As a whole-class activity, I draw a timeline on the board with a starting point of eleventh grade in high school and an ending point that references a composite of students' American Dreams. Usually, this means a dollar sign, a house, a beautiful wife, etc. I divide the class into two groups: the pathfinders and the pitfallers.
Pathfinders are going to add to the timeline one way a student can reach his/her American Dream. (i.e. graduate from high school, go to college, etc.) Pitfallers are challenged to find a way that an individual's dreams can go awry. After one pathfinder adds a positive entry to the map, a pitfaller will trump that example by adding an entry that could go wrong. Then, another pathfinder will add another positive entry, followed by a pitfaller and a negative entry. This volley continues until each student has entered an entry. I chose this type of movement so students can see how fragile the pursuit of the American Dream can be. An individual may have an example of success, but it can so quickly go awry. They is the reason for the pitfallers to follow the pathfinders. Again, students will consider the frustrations and difficulty associated with trying to achieve the American Dream.
Students almost always associate success and the American Dream with money, although some students will equate it with family and marriage. I find that students definitely have an idea what the American Dream is; however, they may not necessary know how to achieve it. This is something explored in the latter part of the assignment when students have an opportunity to see what their path to success is like. We then open up the floor to discussing how to achieve these dreams.
An example of what the timeline looks like is attached below.
A Dream Deferred
In order to illustrate the struggles associated with achieving the American Dream, I draw upon the Langston Hughes poem "A Dream Deferred." I chose this poem because students read A Raisin in the Sun in tenth grade and they are familiar with the poem. Of course, the poem's title is the essential line in the poem.
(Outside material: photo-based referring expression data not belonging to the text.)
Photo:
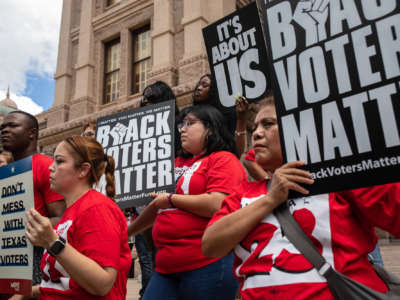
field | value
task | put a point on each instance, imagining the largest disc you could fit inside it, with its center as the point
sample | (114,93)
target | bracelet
(239,133)
(170,200)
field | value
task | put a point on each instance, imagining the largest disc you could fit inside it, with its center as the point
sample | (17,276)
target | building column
(194,62)
(62,90)
(83,102)
(163,43)
(196,15)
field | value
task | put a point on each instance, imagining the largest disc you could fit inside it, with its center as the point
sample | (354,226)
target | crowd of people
(216,236)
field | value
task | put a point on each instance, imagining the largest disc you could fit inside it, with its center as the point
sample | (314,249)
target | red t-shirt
(41,184)
(177,233)
(340,225)
(251,155)
(96,227)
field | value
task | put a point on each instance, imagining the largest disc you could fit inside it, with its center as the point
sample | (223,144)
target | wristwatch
(57,246)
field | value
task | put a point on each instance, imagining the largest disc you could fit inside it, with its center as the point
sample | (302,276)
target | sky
(29,32)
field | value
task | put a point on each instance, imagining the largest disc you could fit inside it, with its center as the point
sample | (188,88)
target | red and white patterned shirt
(340,225)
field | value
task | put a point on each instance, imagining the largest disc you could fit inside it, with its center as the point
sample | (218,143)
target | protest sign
(237,56)
(142,144)
(16,254)
(336,72)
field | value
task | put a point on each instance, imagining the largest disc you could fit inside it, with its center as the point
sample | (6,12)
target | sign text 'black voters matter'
(336,73)
(142,144)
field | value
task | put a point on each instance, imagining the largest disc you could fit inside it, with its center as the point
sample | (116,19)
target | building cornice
(118,12)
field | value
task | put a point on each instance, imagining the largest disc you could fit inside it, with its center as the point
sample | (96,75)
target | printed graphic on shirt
(269,259)
(54,275)
(188,175)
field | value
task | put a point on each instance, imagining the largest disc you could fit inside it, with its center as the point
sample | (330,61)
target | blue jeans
(145,262)
(212,282)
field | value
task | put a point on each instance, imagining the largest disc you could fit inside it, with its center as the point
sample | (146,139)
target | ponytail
(110,178)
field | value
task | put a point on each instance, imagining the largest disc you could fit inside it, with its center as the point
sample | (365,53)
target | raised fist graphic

Students silently analyze Langston Hughes' message. I write on the whiteboard the following questions:
- What is Hughes saying about the American Dream and what happens to an individual when he or she does not achieve the American Dream? (I prompt students by asking them what would happen if they never received the object they depicted on the paper in the previous activity.)
- Would they forget about the new car?
- Would they be satisfied with a not-so-beautiful wife or husband?
- Why does Hughes neglect to answer any of his questions?
In a written response, students closely examine the word choice to determine the poet's ideas and are able to support their answers with specific words and phrases from the poem. Their responses with accompanying text "emphasize use of evidence from sources to inform or make an argument," which is a shift demanded by the Common Core State Standards.
Response may be written in a journal or on a separate piece of paper.
The next piece to my lesson is to show the first five minutes of the PBS documentary, Novel Reflections on The American Dream. I chose this video because it demonstrates the degree to which the American Dream has been an influential and motivational force in our society.
Secondly, it is a topic that American writers have depicted since the days of Ben Franklin. I only show the first five minutes because after that time the video describes how the American Dream has been presented in specific pieces of literature. It does have a section on The Great Gatsby, but the video gives away too much of the plot.
After viewing the video, students in the form of a written reflection respond to the documentary describing how the American Dream presents a dichotomy of meaning. Students also offer their opinion as to whether the American Dream differs by decade. For example, is our definition in 2013 the same as it was in 2000, 1950, 1930, etc.? Students will offer specific examples either historical or personal to respond to these questions.
This assignment is done as a homework assignment. I have included examples of student work.